Nous savons donc ce qui se passe lorsque vous manipulez un prix. Mais bon, les deux côtés de la politique estiment que nous devrions relancer les dés dans l’espoir d’obtenir un résultat différent.
Il y avait des alternatives. Comme l’a souligné Alan Duncan, directeur du Bankwest Economics Centre de Curtin, le gouvernement aurait pu diriger son aide pétrolière de manière beaucoup plus précise.
« Une meilleure approche consisterait à fournir un soutien ciblé aux ménages et aux entreprises les plus vulnérables, et à gérer la demande plus activement, notamment en introduisant des contrôles sur les achats et en donnant la priorité aux carburants pour les industries clés », a-t-il déclaré.
La Banque de Réserve doit avoir des chatons. Il a relevé les taux d’intérêt lors de ses deux dernières réunions dans le but de réduire les pressions inflationnistes dans l’ensemble de l’économie.
Viennent ensuite Anthony Albanese et Jim Chalmers (encouragés par Angus Taylor et Tim Wilson) qui réinvestissent 2,5 milliards de dollars dans l’économie. C’est de l’argent que les consommateurs peuvent dépenser – et qui contribuerait aux pressions inflationnistes.
La banque était déjà confrontée à des choix difficiles avant cette décision.
L’économiste en chef de HSBC Australie, Paul Bloxham, lui-même ancien économiste de la Reserve Bank, estime qu’il y a de fortes chances que l’économie se contracte au cours du trimestre de juin.
Les ménages, qui investissent davantage d’argent dans leurs réservoirs de carburant et effrayés par la décision que prendra le président américain Donald Trump de mettre fin ou de poursuivre la guerre en Iran, réduiront leurs dépenses au cours des trois prochains mois.
« Le fait qu’il baisse à nouveau au cours du trimestre de septembre – et l’Australie connaît donc une récession technique – dépend fortement de la rapidité avec laquelle les événements au Moyen-Orient se désamorceront et la chute des prix du pétrole, entre autres facteurs », a-t-il déclaré.
C’est la préoccupation de la Reserve Bank et de toutes les autres banques centrales.

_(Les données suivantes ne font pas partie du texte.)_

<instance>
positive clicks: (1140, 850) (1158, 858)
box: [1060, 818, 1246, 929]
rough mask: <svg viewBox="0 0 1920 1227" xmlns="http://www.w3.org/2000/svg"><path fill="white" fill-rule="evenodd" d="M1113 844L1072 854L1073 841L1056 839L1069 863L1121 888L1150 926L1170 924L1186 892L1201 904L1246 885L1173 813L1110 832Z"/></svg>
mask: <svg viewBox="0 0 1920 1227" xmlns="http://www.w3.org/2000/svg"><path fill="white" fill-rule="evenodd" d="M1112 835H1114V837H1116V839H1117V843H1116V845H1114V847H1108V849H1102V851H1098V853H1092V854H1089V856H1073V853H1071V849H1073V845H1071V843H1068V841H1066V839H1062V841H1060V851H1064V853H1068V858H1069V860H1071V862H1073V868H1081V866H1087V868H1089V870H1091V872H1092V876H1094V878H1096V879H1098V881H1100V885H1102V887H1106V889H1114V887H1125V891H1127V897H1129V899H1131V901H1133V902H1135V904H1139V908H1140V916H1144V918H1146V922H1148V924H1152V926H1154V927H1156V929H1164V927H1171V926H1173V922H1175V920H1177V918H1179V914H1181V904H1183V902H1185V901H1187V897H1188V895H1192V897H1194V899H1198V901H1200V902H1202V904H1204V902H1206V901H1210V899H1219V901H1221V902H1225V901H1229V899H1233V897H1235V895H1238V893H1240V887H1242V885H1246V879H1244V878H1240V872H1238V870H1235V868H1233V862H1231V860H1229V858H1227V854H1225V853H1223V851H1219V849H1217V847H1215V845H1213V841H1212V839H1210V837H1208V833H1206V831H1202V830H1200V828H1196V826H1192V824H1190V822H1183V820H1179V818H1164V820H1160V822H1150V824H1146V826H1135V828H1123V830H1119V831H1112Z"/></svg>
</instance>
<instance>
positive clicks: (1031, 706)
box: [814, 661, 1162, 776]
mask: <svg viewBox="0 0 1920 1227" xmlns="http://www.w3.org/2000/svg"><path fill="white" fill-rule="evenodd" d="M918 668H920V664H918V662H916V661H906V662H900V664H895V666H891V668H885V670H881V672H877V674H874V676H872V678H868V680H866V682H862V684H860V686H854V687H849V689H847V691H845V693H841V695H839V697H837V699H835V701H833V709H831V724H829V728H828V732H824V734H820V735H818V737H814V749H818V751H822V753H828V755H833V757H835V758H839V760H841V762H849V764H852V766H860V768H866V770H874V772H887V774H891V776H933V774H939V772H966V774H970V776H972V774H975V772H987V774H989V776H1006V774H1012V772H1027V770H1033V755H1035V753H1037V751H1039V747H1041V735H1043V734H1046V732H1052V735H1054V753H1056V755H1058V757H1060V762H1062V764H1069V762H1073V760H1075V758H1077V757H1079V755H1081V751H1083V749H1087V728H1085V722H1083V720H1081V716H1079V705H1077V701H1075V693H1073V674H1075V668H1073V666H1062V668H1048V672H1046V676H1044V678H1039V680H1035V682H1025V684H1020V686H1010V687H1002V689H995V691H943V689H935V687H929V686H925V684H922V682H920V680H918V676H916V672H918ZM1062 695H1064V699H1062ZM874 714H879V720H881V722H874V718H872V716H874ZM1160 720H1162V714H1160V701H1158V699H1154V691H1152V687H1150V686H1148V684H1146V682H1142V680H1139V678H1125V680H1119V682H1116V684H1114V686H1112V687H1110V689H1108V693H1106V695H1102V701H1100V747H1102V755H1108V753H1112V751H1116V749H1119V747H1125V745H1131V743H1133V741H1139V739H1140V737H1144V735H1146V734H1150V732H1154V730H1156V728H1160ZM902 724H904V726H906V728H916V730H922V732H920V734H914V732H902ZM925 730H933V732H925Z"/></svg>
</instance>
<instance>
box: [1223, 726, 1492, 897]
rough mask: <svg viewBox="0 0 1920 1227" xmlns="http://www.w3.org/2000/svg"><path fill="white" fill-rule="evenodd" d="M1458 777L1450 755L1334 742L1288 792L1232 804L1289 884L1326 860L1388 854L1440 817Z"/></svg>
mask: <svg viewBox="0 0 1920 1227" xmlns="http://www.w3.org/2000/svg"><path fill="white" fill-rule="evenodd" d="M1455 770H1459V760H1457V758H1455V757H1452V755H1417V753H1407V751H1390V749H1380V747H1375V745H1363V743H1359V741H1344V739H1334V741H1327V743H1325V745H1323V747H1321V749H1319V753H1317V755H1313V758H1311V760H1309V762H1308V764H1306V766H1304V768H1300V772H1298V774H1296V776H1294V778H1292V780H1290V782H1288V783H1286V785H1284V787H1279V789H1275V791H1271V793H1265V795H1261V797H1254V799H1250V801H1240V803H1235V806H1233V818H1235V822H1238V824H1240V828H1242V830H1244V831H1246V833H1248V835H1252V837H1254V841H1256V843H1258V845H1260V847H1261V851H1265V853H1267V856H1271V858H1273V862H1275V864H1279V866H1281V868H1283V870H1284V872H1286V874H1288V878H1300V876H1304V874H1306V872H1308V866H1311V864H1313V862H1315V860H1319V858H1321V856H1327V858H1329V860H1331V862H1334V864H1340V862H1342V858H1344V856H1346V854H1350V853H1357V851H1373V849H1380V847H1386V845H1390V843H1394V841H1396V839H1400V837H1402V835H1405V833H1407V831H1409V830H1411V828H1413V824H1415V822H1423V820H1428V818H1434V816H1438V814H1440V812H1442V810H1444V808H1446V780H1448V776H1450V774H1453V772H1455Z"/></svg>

Ils pourraient être contraints de faire un choix entre l’inflation ou la croissance économique.
Compte tenu des pressions sur les prix auxquelles le pays était confronté avant le début de la guerre, il y a toutes les chances que la Banque de réserve poursuive la lutte contre l’inflation. Cela aura un coût énorme pour les ménages et les entreprises.

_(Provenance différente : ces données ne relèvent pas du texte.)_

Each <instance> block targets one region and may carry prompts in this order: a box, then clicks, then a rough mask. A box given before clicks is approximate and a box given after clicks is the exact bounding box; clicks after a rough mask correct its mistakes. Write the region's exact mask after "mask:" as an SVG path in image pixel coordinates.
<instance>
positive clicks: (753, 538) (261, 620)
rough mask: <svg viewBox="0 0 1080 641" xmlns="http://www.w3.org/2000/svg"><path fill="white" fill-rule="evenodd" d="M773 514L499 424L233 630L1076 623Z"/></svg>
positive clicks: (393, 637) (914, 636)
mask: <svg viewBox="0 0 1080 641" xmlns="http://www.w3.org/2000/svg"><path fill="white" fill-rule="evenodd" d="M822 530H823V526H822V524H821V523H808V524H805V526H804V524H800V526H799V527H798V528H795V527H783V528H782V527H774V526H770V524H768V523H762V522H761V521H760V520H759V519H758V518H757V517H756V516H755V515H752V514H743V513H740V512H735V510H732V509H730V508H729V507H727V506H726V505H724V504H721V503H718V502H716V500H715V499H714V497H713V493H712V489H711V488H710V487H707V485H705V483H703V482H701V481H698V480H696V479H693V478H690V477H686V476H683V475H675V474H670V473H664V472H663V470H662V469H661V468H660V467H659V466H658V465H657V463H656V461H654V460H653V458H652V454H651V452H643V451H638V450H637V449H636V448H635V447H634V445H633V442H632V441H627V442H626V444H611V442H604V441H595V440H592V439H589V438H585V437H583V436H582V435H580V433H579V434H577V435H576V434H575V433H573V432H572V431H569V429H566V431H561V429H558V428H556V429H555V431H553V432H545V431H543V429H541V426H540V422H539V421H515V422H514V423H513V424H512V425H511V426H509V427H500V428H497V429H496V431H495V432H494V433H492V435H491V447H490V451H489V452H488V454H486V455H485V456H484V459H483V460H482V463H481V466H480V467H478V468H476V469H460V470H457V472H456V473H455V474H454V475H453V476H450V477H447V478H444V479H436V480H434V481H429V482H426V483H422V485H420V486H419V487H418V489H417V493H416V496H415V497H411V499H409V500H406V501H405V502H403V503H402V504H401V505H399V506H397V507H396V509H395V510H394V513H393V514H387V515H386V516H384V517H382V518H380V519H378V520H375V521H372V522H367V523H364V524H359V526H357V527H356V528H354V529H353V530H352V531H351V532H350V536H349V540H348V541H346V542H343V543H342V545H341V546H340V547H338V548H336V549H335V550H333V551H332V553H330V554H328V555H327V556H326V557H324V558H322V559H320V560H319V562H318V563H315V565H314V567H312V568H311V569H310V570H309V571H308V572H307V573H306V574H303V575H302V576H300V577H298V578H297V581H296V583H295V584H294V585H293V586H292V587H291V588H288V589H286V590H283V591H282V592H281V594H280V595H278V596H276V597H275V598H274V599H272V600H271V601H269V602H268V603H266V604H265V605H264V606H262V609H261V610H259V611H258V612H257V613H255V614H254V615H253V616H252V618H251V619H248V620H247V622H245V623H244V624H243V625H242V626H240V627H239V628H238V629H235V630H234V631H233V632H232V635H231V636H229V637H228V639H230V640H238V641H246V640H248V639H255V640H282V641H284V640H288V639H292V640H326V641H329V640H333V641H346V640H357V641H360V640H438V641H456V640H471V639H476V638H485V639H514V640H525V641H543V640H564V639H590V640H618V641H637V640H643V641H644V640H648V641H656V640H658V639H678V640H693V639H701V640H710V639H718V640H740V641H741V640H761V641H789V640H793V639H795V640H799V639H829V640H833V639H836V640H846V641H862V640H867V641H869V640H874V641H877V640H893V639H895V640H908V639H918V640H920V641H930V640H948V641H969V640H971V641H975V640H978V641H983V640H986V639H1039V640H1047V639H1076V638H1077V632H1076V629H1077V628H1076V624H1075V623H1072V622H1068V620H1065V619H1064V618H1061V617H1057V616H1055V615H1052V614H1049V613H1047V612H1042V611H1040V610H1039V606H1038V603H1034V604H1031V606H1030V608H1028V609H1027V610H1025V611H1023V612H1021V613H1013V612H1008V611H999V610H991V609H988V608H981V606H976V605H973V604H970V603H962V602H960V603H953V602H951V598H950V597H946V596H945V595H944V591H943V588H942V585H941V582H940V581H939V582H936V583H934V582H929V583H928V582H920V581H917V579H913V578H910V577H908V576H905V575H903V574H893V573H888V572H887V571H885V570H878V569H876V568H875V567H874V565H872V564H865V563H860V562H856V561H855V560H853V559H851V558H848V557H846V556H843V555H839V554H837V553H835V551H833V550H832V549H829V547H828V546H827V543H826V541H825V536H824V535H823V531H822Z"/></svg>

Tous les pays ont été touchés par les actions des États-Unis, d’Israël et de l’Iran. Personne ne peut prédire avec précision quand cela prendra fin ni dans quelle mesure la crise économique déclenchée il y a plus de cinq semaines se propagera.
Le populisme bipartisan de Bowser ne va pas aider.
C’était une politique farfelue lorsqu’elle a été proposée par Angus Taylor. Anthony Albanese vient de livrer une suite à Drongo.